Blame game starts as Bermuda minister vows to fast track casino rules

TAGs: bermuda, bermuda casino gaming commission, Jamahl Simmons

Bermuda Tourism Minister Jamahl Simmons finally got the issue of casino regulations rolling in Congress following a short blame game.

Blame game starts as Bermuda minister vows to fast track casino rules The Royal Gazette reported that the incumbent Bermuda tourism official has pressed Congress to introduce regulations for casino gambling this year and ensure that the measure will not face further delays.

Speaking before the Parliament, Simmons said that the Bermuda Casino Gaming Commission (BCGC) has been working closely with the Attorney General to draft and enact rules in a speedy yet diligent manner after the measure was stalled by the previous administration.

Simmons claimed that past BCGC members were the cause for delays that lead to a stumbling block in finalizing regulations. He said that the former members were unwilling to work together to craft regulations that both the BCGC and Attorney-General could work on.

“Under new leadership, the Bermuda Casino Gaming Commission is working with the Attorney-General’s Chambers, via my ministry as the instructing government body, to ensure that these regulations are enacted without further delay,” Simmons said, according to the news outlet.

Former BCGC Chairman Alan Dunch, however, refuted Simmons’ claims, saying that the “real stumbling block in terms of moving matters forward was beyond the curtilage of the commission itself.”

He pointed out that the commission already accomplished its work last year, contrary to the testimony of Simmons in the parliament. It surprised Dunch that it took the Bermuda government eight months to move the measure when it was, in effect, completed almost a year ago.

During his term, Dunch recalled that the commission submitted a draft memorandum with 19 sets of casino regulations to the cabinet. He said they prodded the Parliament to have the draft memo approved and tabled pursuant to the government’s negative resolution procedure.

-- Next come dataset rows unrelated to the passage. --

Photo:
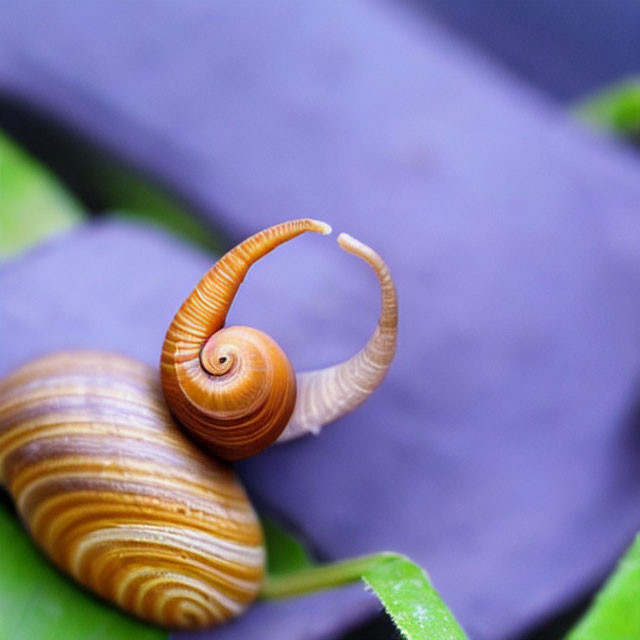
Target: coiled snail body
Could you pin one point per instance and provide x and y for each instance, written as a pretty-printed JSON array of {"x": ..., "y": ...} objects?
[{"x": 116, "y": 494}]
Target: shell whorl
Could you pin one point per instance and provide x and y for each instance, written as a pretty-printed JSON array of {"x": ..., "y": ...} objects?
[
  {"x": 239, "y": 412},
  {"x": 234, "y": 388},
  {"x": 116, "y": 496}
]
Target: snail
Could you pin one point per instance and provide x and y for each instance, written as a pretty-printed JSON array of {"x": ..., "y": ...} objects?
[{"x": 116, "y": 471}]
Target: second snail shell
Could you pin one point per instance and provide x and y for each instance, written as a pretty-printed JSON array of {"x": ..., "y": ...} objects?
[
  {"x": 118, "y": 496},
  {"x": 112, "y": 491}
]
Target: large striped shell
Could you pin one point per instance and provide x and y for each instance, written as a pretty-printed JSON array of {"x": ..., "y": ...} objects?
[
  {"x": 234, "y": 388},
  {"x": 118, "y": 497}
]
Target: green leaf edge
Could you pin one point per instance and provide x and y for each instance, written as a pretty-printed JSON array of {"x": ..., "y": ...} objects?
[
  {"x": 615, "y": 108},
  {"x": 615, "y": 611},
  {"x": 33, "y": 204}
]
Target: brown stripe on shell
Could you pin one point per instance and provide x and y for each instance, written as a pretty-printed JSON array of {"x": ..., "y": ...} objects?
[
  {"x": 118, "y": 497},
  {"x": 234, "y": 388}
]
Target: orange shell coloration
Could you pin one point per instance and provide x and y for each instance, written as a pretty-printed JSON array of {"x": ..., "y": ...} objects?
[
  {"x": 234, "y": 388},
  {"x": 118, "y": 498}
]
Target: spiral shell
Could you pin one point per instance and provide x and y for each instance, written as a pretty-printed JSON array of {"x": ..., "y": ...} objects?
[
  {"x": 116, "y": 496},
  {"x": 233, "y": 389}
]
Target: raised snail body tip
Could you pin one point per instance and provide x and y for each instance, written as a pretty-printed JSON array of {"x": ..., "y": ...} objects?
[{"x": 114, "y": 492}]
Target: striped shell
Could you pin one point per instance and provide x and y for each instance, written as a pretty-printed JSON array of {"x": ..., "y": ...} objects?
[
  {"x": 233, "y": 388},
  {"x": 115, "y": 494}
]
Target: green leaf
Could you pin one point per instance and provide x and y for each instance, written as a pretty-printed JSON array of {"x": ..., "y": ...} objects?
[
  {"x": 402, "y": 587},
  {"x": 284, "y": 552},
  {"x": 615, "y": 612},
  {"x": 414, "y": 605},
  {"x": 37, "y": 601},
  {"x": 615, "y": 109},
  {"x": 33, "y": 205}
]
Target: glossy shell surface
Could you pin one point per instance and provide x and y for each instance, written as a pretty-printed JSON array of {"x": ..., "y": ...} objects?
[{"x": 118, "y": 497}]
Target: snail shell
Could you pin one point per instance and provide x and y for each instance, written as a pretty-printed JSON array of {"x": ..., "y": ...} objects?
[
  {"x": 234, "y": 388},
  {"x": 112, "y": 491}
]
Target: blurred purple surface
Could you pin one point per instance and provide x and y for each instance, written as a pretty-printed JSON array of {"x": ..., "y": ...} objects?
[{"x": 502, "y": 450}]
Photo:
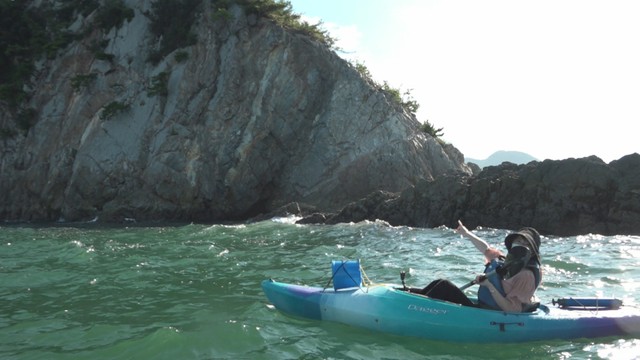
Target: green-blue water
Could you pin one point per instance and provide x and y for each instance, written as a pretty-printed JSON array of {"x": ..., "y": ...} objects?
[{"x": 193, "y": 291}]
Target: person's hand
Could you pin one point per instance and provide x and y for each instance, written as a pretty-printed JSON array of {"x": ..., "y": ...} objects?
[
  {"x": 461, "y": 229},
  {"x": 492, "y": 253}
]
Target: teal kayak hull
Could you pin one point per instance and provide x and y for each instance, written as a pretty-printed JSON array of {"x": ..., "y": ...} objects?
[{"x": 386, "y": 308}]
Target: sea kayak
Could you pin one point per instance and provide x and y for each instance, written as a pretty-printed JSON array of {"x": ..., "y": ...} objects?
[{"x": 391, "y": 309}]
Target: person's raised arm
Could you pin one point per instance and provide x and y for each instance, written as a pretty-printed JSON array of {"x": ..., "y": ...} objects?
[{"x": 486, "y": 250}]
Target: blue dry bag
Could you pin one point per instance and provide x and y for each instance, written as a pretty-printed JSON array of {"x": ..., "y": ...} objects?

“[The regulations] were presented in a manner which should have enabled immediate tabling before Parliament so as to have a comprehensive regulatory process in place prior to the license applications process being completed,” the ex-BCGC chair told the Royal Gazette.

Meanwhile, Simmons assured the Parliament that the new regulatory framework was in line with the global gambling industry standards.

The regulatory framework was divided into three phases, the first of which contained regulations that would allow BCGC to commence the suitability stage of the licensing process.